Наконец, Жёлудь сплёл в уме подобие невода и уловил все желаемые для правильного обращения слова, склеив их изрядной толикой специально приберегаемой отваги, и решился.

— Батя, — голос его звучал твёрдо, но безрадостно. — Даздраперму Бандурину выпустили не «медвежата». Это сделал я, Михан и Филипп. Мы вскрыли узилище в урочный час и забрали её сокровища. Добычу поделили между собой.

Щавеля аж качнуло. Он остановился как вкопанный и посмотрел на сына, но было совершенно не разобрать, правду ли говорит или сбрендил. Да и никому не удалось бы — парень от рождения имел лицо простое, но непрошибаемо честное.

— Докажи.

Жёлудь пошарил в котомке, вытащил металлический цилиндрик с палец величиной, протянул отцу.

— «Валидол», — прочёл Щавель слово давно забытого допиндецового языка, оставшееся разве что в истлевших книгах эльфов.

Он быстро открыл пенальчик. Внутри хранились иголки с нитками. Одна иголка с белой, одна с чёрной и одна с зелёной.

— Где то, что там было?

— Колёсья такие белые, четыре штуки. Я не выкинул, я спрятал, в моём «сидоре» лежат, завёрнутые в кротовью шкуру.

— Хоть тут ума хватило, — процедил Щавель, оскорбив сына до невозможности терпеть.

— Казни меня теперь, батя! — Жёлудя все и обильно называли дурнем, но отец не опускался даже до намёка на его неполноценность, за исключением пары раз за всю сознательную жизнь Жёлудя. Тем горше было услышать сейчас, когда признание далось так нелегко.

— Я и должен теперь вас казнить. Доставить в Новгород, поставить пред светлейшим на колени и объявить обстоятельства дела. Гадать не надо, что решит княжеский суд. Вам свяжут руки и ноги, наденут на шею грязную верёвку и подтянут вверх. Вы будете болтаться в воздухе, медленно задыхаясь и дёргаясь, как паяцы, только это будет совсем не смешно. А потом вы умрёте. Это будет произведено при большом скоплении народа, чтоб другим неповадно было. И вы это заслужили.

Жёлудь внимал с видом величайшей покорности, знал, что отец, будучи разозлён, становится особенно немногословным.

«Он проклят, — между тем думал Щавель. — На него пало проклятие птеродактилей, но в том моя вина. Я убил Царевну-Птеродактиль, искупался в её крови и… — дальше он обычно не признавался даже самому себе. Память ставила высокий барьер, преодолеть который можно было только исключительным усилием воли. Вот как сейчас, например. — Съел её печень и сердце, ещё трепещущее. Кусал его всей пастью, отрывал зубами и глотал почти не жуя, стараясь успеть, пока оно не кончило сокращаться. Ждал награды и получил вместе с ней воздаяние.
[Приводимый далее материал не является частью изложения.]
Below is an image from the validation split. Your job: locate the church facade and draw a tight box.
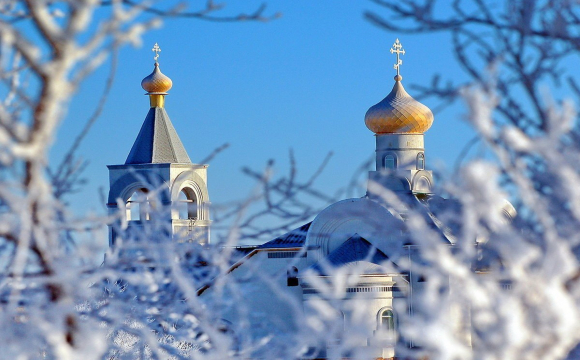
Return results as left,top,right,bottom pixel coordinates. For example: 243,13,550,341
107,40,478,359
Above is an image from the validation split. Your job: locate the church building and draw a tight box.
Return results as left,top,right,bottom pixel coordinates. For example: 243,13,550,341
107,39,488,359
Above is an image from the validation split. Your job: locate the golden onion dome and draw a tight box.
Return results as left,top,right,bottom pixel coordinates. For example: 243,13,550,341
365,75,433,134
141,63,173,95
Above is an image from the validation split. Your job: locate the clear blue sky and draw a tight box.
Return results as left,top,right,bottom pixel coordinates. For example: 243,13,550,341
51,0,473,242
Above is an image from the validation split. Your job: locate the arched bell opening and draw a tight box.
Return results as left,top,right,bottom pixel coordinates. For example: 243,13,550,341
176,188,199,220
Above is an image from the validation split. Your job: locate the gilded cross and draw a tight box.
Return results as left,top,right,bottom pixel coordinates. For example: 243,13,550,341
391,39,405,76
151,40,161,62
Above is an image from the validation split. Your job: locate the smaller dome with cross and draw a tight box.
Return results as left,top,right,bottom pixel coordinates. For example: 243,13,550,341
365,39,433,134
141,43,173,95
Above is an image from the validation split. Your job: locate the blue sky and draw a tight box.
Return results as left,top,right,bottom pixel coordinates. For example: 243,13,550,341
51,0,473,239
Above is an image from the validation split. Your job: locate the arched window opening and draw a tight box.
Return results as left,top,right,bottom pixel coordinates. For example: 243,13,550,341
177,188,198,220
126,189,150,221
380,309,395,333
286,266,298,286
417,153,425,170
385,154,397,169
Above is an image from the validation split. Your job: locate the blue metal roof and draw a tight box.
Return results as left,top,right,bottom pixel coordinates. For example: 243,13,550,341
259,222,312,249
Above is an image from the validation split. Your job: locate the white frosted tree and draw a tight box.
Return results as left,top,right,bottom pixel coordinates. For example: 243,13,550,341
0,0,580,359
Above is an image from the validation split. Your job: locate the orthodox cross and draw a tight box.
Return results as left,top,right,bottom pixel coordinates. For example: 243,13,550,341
151,40,161,62
391,39,405,76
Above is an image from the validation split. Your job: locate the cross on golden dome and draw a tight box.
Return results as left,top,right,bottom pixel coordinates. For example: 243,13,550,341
391,39,405,77
151,40,161,62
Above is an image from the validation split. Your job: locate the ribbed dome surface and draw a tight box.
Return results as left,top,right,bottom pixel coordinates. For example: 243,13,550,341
141,63,173,94
365,80,433,134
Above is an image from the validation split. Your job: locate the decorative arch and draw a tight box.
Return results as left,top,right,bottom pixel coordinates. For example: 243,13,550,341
383,153,397,169
125,188,151,221
413,170,433,194
175,187,199,220
286,266,299,286
377,306,397,335
108,171,169,204
171,170,209,220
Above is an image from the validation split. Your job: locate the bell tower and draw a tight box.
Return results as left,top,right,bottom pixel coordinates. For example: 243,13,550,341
365,39,433,194
107,44,211,246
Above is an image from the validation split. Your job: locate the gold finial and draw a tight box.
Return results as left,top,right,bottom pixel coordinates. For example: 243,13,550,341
391,39,405,81
151,40,161,62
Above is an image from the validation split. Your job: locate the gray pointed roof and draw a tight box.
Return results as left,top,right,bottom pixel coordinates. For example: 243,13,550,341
125,107,191,164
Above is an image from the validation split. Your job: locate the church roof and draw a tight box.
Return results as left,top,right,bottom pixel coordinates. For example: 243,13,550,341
125,107,191,164
311,234,389,275
260,222,312,249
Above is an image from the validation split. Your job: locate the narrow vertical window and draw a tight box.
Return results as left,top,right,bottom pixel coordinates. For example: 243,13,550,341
126,189,149,221
175,188,198,220
286,266,299,286
417,153,425,170
385,154,397,169
381,309,395,332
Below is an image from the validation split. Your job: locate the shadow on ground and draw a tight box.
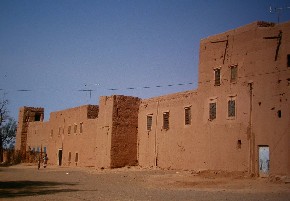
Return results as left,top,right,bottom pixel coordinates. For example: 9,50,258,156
0,181,79,199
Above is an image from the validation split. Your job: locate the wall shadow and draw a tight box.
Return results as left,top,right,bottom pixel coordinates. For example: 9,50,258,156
0,181,79,199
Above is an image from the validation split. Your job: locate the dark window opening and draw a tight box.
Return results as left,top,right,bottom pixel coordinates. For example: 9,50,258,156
184,107,191,125
68,152,71,162
231,66,238,82
209,103,216,120
147,115,152,131
67,126,71,134
75,153,79,163
34,114,41,121
163,112,169,130
277,110,282,118
214,68,221,86
228,100,236,117
80,123,83,133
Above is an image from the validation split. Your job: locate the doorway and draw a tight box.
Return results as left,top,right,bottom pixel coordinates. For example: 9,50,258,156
58,149,62,166
259,146,270,177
Надо было обойти Чернобыль стороной. Если бы я не слушал крестьянские мольбы, то не полез бы в гнездо птеродактилей и Даздраперма Бандурина спала бы теперь в своём узилище. Но я послушал. Стадо быдляцкого скота не стоило высвобождения прошаренного манагера!»

— Задали вы мне задачу, ребятки, — непроницаемый вид Щавеля не выдавал бушевавших внутри терзаний. — Что теперь с вами делать?

— Тебе судить, — честно ответил Жёлудь, с детства привыкший, что отец казнит и милует. Лесному парню был невдомёк какой-то князь, которого однажды видел на пиру, а отец — вот он, стоит и вроде не серчает.

Бесхитростное признание сына тронуло Щавеля.